For years, funded start-ups ruled the App Stores with their well-crafted resources layered with freemium for all, in an effort to retain the masses.
Naturally over time, our minds have become attuned to this model.
In the last 24 months, this mindset has shifted with the most popular applications being forced to head towards a paid model to help stabilise their development efforts and growth.
Naturally over time, our minds have become attuned to freemium.
The new default experience has changed the way we think about apps and tools but helped us to understand the sustainability of this ecosystem.
So how did we arrive here?
The Rise of Premium
It all started with the rise of the App Store.

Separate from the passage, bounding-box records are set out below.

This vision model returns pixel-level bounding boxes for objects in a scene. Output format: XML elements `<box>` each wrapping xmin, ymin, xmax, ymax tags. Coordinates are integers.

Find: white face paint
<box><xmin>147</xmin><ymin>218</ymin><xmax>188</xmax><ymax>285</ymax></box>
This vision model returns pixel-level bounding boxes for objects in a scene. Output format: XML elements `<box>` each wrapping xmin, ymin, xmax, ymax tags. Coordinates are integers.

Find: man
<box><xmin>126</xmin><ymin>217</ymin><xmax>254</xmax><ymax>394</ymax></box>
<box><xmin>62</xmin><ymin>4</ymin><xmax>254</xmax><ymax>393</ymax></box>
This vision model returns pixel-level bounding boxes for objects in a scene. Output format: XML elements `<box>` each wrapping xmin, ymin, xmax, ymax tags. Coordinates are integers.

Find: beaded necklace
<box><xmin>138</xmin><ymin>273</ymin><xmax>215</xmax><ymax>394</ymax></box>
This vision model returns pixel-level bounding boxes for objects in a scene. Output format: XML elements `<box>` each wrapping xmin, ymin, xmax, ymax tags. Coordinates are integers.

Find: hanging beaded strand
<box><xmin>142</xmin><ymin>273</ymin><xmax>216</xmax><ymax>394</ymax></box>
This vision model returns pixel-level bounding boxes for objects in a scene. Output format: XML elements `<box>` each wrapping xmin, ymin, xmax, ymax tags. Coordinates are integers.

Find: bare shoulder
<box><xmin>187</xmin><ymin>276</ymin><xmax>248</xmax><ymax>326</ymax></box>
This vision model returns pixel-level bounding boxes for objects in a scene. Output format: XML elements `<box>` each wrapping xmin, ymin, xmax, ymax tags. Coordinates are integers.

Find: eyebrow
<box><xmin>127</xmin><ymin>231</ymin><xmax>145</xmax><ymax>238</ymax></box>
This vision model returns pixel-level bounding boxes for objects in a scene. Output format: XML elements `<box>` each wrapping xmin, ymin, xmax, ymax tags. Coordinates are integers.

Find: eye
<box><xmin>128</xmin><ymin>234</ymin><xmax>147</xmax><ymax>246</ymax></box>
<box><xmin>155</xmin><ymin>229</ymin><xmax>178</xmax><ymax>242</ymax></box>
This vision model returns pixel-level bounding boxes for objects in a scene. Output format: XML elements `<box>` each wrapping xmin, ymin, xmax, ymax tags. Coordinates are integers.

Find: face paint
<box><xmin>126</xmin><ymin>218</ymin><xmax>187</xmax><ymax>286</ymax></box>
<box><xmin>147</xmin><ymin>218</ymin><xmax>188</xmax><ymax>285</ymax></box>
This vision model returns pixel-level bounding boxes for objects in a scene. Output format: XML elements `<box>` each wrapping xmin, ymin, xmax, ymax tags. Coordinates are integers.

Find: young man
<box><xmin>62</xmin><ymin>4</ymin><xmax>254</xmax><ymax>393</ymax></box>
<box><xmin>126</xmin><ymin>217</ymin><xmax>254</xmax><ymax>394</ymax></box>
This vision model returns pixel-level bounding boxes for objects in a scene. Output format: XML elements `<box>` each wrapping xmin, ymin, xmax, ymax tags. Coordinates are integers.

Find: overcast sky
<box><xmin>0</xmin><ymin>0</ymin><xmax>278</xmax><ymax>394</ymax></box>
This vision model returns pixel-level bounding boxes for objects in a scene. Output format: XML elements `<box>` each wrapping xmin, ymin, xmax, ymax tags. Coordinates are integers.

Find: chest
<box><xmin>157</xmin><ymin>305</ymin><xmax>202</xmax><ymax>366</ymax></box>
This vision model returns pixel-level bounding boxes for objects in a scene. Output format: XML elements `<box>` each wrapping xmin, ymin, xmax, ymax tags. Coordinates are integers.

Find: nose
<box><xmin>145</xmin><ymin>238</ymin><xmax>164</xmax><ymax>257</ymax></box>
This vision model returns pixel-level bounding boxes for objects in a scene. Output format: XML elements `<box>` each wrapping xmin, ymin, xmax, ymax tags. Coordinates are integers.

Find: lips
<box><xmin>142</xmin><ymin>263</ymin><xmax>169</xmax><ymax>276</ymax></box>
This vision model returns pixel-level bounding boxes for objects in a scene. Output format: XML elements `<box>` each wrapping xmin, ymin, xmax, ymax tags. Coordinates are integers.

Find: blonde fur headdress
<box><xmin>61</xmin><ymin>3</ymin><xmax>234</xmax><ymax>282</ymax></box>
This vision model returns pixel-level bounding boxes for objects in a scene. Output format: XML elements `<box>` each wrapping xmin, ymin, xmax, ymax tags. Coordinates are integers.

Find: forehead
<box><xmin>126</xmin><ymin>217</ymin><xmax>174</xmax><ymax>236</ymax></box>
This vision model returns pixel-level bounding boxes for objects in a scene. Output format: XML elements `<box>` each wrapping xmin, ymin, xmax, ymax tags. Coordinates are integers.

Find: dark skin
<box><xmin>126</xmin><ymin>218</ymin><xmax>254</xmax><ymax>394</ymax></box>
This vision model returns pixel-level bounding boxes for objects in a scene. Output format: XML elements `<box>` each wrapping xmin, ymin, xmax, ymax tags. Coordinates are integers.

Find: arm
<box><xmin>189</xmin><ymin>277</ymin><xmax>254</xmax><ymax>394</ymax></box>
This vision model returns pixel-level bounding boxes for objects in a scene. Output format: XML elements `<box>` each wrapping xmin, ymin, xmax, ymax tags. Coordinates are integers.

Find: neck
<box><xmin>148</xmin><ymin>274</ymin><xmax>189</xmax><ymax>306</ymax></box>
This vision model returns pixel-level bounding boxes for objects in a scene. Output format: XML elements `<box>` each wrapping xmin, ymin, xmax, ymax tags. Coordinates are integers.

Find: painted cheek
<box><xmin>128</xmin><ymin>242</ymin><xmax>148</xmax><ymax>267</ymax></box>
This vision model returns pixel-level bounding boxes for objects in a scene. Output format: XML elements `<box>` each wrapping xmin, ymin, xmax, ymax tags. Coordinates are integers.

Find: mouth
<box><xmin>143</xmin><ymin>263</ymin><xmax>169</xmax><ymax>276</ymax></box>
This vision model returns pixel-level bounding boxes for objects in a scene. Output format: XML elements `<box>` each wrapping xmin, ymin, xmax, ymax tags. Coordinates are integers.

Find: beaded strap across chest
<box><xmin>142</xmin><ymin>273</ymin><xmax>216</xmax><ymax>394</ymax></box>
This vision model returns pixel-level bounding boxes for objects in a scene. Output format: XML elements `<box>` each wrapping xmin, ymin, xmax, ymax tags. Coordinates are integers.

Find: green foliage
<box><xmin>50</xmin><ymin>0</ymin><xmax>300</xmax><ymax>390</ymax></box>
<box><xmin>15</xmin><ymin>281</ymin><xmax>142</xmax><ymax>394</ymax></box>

Steve Jobs announced the iOS App Store back in 2008. One of the momentous launches of Apple, the store became a hub of creativity and talent, with start-ups and businesses flocking for attention on the fresh new marketplace.
This new marketplace introduced a new world for developers to craft applications and sell them to the world. The most popular apps sold between $0.99 and $9.99 with Apple cutting out 30% of the fee to cover the costs of hosting the applications on their platform.
This revolution brought the first wave of one-off fee applications.